Premier ministre de l'Espagne lors de la tentative de sécession qui a suivi le référendum d'autodétermination du 1er octobre 2017 en Catalogne, le jeune retraité a pris des airs d'accusé quand il a dû justifier son choix de déclencher l'article 155 et appliquer pour la première fois de l'Histoire du pays la mise sous tutelle de la Catalogne.

"Ces 6 et 7 septembre (date de la convocation du référendum catalan ndlr) resteront dans l'Histoire de notre pays. Quand les droits des députés de l'opposition ont été violés. Quand on a littéralement liquidé la législation en vigueur, la constitution espagnole et le statut d'autonomie de la Catalogne, qui ont été remplacés par une loi appelée la loi de transition juridique. Vous comprenez bien qu'aucun chef de gouvernement ne peut regarder ailleurs quand se produisent des situations de la sorte", a plaidé l'ancien Premier ministre conservateur qui a cédé le pouvoir après un vote de défiance l'an dernier.

Entendu en qualité de témoin, Mariano Rajoy a en effet dû s'adonner à un exercice périlleux afin de prouver, d'une part, qu'il avait été assez ferme avec les indépendantistes, et d'une autre, qu'il avait des raisons de mettre la Catalogne sous tutelle. Il était cité à comparaître par le parti d'extrême droite Vox, dont un représentant joue le rôle de défenseur de l'intérêt public à deux mois des élections législatives anticipées.

"L'Espagne, c'est ce que veulent les Espagnols"

Mariano Rajoy a profité de l'audience pour accuser de nouveau les dirigeants indépendantistes Artur Mas et Carles Puigdemont d'avoir refusé de consulter le Parlement espagnol et prendre la voir d'un référendum constitutionnel.

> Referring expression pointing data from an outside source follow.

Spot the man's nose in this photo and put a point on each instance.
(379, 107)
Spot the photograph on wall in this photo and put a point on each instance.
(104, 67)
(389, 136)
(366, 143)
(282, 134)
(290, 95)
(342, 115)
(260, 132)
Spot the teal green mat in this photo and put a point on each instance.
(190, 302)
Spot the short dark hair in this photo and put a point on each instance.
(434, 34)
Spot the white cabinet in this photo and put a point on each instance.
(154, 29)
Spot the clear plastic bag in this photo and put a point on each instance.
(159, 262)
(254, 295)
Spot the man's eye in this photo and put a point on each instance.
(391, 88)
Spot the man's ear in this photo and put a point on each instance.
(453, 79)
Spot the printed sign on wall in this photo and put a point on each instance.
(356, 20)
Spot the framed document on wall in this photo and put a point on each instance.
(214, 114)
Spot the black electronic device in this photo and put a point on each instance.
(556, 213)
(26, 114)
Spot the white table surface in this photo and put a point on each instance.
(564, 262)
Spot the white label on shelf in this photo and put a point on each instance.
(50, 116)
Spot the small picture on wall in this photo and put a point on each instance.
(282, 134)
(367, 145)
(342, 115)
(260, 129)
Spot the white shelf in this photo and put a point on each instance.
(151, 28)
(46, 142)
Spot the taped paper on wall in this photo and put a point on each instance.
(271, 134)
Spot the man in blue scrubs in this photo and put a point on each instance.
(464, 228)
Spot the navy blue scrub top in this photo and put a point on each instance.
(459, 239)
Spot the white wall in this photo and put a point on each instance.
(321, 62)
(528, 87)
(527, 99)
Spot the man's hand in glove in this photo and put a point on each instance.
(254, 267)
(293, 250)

"L'Espagne, c'est ce que veulent les Espagnols et non une partie des Espagnols", a-t-il résumé entre les deux rangées d'avocats et face aux juges du Tribunal suprême.

"Moi, je considère qu'aucun président de gouvernement d'aucun pays, et dans le cas présent d'une démocratie avérée comme l'Espagne, ne peut accepter que quelqu'un essaye de liquider la législation. C'est ce qui est arrivé. Du point de vue démocratique, ce fût lamentable", a-t-il ajouté en se posant en défenseur de la souveraineté de l'Espagne.

Le Tribunal suprême, qui siège depuis le 12 février, a décidé d'accélérer le calendrier des audiences afin de les terminer avant les élections législatives anticipées du 28 avril. La sentence n'est pas attendue avant l'été.

L'ancien président du gouvernement régional, Carles Puigdemont, échappe au jugement, car il est exilé en Belgique. Son adjoint de l'époque Oriol Jungueras, est au cœur du procès. Il risque jusque 12 ans de prison.